Does anyone know how to remove an entire column from a data.frame in R? For example if I am given this data.frame:
有没有人知道如何从数据中删除整个列?例如,如果给我这个数据。
> head(data)
chr genome region
1 chr1 hg19_refGene CDS
2 chr1 hg19_refGene exon
3 chr1 hg19_refGene CDS
4 chr1 hg19_refGene exon
5 chr1 hg19_refGene CDS
6 chr1 hg19_refGene exon
and I want to remove the 2nd column.
我想去掉第二列。
5 个解决方案
#1
308
You can set it to NULL
.
你可以把它设为空。
> Data$genome <- NULL
> head(Data)
chr region
1 chr1 CDS
2 chr1 exon
3 chr1 CDS
4 chr1 exon
5 chr1 CDS
6 chr1 exon
As pointed out in the comments, here are some other possibilities:
正如在评论中指出的,这里还有一些其他的可能性:
Data[2] <- NULL # Wojciech Sobala
Data[[2]] <- NULL # same as above
Data <- Data[,-2] # Ian Fellows
Data <- Data[-2] # same as above
You can remove multiple columns via:
您可以通过以下方式删除多个列:
Data[1:2] <- list(NULL) # Marek
Data[1:2] <- NULL # does not work!
Be careful with matrix-subsetting though, as you can end up with a vector:
但是要小心使用矩阵-subsetting,因为你最终会得到一个向量:
Data <- Data[,-(2:3)] # vector
Data <- Data[,-(2:3),drop=FALSE] # still a data.frame
#2
53
To remove one or more columns by name, when the column names are known (as opposed to being determined at run-time), I like the subset()

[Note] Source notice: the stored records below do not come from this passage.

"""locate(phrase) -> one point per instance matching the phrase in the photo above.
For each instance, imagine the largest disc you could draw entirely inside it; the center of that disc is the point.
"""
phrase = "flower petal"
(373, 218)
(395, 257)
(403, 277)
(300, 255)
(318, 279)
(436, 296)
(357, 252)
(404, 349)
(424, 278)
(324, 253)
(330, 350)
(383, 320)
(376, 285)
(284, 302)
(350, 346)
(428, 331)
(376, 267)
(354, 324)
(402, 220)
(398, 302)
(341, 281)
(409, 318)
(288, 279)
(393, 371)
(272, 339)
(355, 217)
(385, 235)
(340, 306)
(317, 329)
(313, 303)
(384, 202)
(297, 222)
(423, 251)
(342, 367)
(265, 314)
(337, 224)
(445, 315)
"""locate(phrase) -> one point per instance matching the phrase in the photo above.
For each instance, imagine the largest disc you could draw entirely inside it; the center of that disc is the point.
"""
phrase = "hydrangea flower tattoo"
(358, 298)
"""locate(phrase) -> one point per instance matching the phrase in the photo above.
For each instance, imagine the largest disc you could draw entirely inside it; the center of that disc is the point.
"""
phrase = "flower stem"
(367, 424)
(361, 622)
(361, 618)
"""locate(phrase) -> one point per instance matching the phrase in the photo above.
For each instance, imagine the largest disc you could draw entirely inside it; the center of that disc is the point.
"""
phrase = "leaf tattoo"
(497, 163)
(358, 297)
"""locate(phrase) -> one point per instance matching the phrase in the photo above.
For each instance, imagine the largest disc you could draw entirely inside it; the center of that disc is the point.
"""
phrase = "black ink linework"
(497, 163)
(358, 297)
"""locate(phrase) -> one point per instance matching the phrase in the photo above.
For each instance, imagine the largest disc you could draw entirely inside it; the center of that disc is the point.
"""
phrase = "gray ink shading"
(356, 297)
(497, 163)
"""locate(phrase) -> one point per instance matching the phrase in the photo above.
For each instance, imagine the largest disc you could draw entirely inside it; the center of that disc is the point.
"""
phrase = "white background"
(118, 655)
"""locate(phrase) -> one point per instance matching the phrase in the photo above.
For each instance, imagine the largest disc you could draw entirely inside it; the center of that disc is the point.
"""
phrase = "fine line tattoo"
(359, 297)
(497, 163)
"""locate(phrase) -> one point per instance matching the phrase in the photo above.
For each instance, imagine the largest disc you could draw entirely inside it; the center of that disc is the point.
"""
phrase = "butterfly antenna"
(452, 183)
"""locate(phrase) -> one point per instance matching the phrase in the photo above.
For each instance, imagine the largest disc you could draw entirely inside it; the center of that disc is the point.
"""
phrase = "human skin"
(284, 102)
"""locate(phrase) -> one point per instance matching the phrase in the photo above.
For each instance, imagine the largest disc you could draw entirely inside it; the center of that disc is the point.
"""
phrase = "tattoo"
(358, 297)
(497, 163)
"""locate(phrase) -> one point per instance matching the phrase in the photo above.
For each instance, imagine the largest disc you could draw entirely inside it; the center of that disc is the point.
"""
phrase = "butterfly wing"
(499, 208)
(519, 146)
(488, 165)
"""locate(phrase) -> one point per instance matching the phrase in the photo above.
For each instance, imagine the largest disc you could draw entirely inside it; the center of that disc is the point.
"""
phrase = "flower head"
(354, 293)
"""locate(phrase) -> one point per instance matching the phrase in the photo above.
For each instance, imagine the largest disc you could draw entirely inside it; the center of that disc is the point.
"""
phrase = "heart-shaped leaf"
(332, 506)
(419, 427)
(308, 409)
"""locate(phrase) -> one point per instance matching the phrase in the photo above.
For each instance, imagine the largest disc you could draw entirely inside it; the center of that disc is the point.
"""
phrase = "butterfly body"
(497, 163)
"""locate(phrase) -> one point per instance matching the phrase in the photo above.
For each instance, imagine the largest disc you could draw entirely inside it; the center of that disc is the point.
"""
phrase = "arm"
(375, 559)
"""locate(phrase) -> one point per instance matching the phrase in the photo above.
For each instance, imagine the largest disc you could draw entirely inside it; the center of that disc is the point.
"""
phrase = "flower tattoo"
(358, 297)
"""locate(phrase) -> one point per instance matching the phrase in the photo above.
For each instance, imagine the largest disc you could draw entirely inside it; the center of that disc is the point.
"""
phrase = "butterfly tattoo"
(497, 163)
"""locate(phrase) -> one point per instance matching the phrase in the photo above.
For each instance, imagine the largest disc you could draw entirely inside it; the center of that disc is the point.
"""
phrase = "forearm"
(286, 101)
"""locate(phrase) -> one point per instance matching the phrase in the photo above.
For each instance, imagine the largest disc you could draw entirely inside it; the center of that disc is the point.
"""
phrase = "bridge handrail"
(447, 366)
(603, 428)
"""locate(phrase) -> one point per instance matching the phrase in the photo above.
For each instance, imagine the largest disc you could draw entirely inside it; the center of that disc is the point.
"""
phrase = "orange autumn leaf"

syntax. E.g. for the data-frame
要删除一个或多个列的名称,当已知列名时(而不是在运行时被确定),我喜欢子集()语法。如对数据帧
df <- data.frame(a=1:3, d=2:4, c=3:5, b=4:6)
to remove just the a
column you could do
只需要删除一个列就可以了。
Data <- subset( Data, select = -a )
and to remove the b
and d
columns you could do
去掉b和d列。
Data <- subset( Data, select = -c(d, b ) )
You can remove all columns between d
and b
with:
你可以移除d和b之间的所有列:
Data <- subset( Data, select = -c( d : b )
As I said above, this syntax works only when the column names are known. It won't work when say the column names are determined programmatically (i.e. assigned to a variable). I'll reproduce this Warning from the ?subset
documentation:
如上所述,只有在已知列名时,此语法才起作用。当使用编程方式确定列名时,它不会起作用(例如,赋值给一个变量)。我将从子集文档中复制这个警告:
Warning:
警告:
This is a convenience function intended for use interactively. For programming it is better to use the standard subsetting functions like '[', and in particular the non-standard evaluation of argument 'subset' can have unanticipated consequences.
这是一个方便的功能,旨在交互式地使用。对于编程来说,最好使用像“[”这样的标准的子设置函数,特别是对参数子集的非标准评估可能会产生意料之外的结果。
#3
18
The posted answers are very good when working with data.frame
s. However, these tasks can be pretty inefficient from a memory perspective. With large data, removing a column can take an unusually long amount of time and/or fail due to out of memory
errors. Package data.table
helps address this problem with the :=
operator:
在使用数据框时,发布的答案非常好。但是,从内存的角度来看,这些任务可能非常低效。对于大数据,删除一个列可以花费非常长的时间和/或由于内存错误而失败。包数据。table帮助解决这个问题:=操作符:
library(data.table)
> dt <- data.table(a = 1, b = 1, c = 1)
> dt[,a:=NULL]
b c
[1,] 1 1
I should put together a bigger example to show the differences. I'll update this answer at some point with that.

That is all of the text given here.